Ping Pong presents a world of overlapping narratives that we are free to discover, provided that we return to the condition of stardust waiting to be born in the womb of the first human being. Our two heroes are constantly brought into contact with Genesis, the Apocalypse, and all the catastrophes in between. They are the dragons and archangels who carry, on their tails and wings, the torments and hopes of a world wracked by crime, a primitive lifeform condemned to monstrosity despite its capacity for brilliance. They are the champions in an eschatological combat, a final battle in which we are at once the gladiators, the spectators and the gods weeping over the forlorn human race.

Through his highly inventive style, where echoes of James Joyce mingle with those of San-Antonio and Albert Camus, Park not only shows us the Apocalypse, but also dubs us, almost physically, the disheveled knights of this adventure. Like some ecstatic Dürer, we hold the world in our hands and observe the depths of our souls, alarmed and fascinated by what we see.

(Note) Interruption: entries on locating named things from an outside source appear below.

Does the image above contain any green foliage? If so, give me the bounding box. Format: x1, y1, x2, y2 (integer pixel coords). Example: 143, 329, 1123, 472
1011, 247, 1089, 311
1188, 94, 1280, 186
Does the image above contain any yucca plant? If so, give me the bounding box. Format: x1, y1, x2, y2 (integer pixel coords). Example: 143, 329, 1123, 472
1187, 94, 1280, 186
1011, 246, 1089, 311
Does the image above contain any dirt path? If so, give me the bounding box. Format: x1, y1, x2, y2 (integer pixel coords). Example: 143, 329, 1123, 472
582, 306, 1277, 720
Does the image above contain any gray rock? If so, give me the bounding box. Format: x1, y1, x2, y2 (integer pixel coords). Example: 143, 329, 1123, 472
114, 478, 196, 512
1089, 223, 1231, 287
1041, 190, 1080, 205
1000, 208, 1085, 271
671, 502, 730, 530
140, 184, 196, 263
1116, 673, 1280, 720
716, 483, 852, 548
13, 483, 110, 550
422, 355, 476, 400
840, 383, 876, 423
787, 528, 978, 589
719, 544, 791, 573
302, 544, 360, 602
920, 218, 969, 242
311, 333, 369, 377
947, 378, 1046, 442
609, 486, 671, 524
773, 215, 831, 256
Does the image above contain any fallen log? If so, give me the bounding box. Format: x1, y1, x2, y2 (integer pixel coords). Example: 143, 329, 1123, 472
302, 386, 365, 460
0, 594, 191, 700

Devour Ping Pong, and let Park Min-gyu turn you into a tiny “ball of sun” capable of tearing through our planet. Wallow in the weakness of the poor and defenseless; escape from reality via the books of John Mason. Dream, like Nail, of reassuring banality; aspire only to be an invisible shadow, ensconced like a tiny grain of sand in the great wall of existence. Whatever your choice, Park’s fractured style, peppered with English words and illustrated with his own drawings, will take you beyond the limits of narrative. His writing is devious, being both blunt and mysterious. It will bamboozle you with its apparent simplicity, but once tamed will show you the improbable colors of its soaring heights. Park will take you to the limits of what is bearable, leaving you to glimpse the glowing edges of your darkest fantasies or fall into the abyss of your own fears.

Only great writers are able to engage in this kind of battle with the angels of death and emerge from the fray—shattered, stunned, eviscerated, yet still pulsing with a furious vital energy. 


by Jacques Debs
Filmmaker and writer

Author's Profile

Park Min-gyu debuted in 2003 with two widely-acclaimed novels: The Sammi Superstar’s Last Fan Club and Legend of Earth’s Heroes. He has authored the short story collections Castella and Double, and the novels Ping Pong and Pavane for a Dead Princess. His books in translation include Pavane for a Dead Princess (Dalkey Archive, 2014), Pavane pour une infante défunte (Decrescenzo éditeurs, 2014), and Ping-Pong (Editions Intervalles, 2016).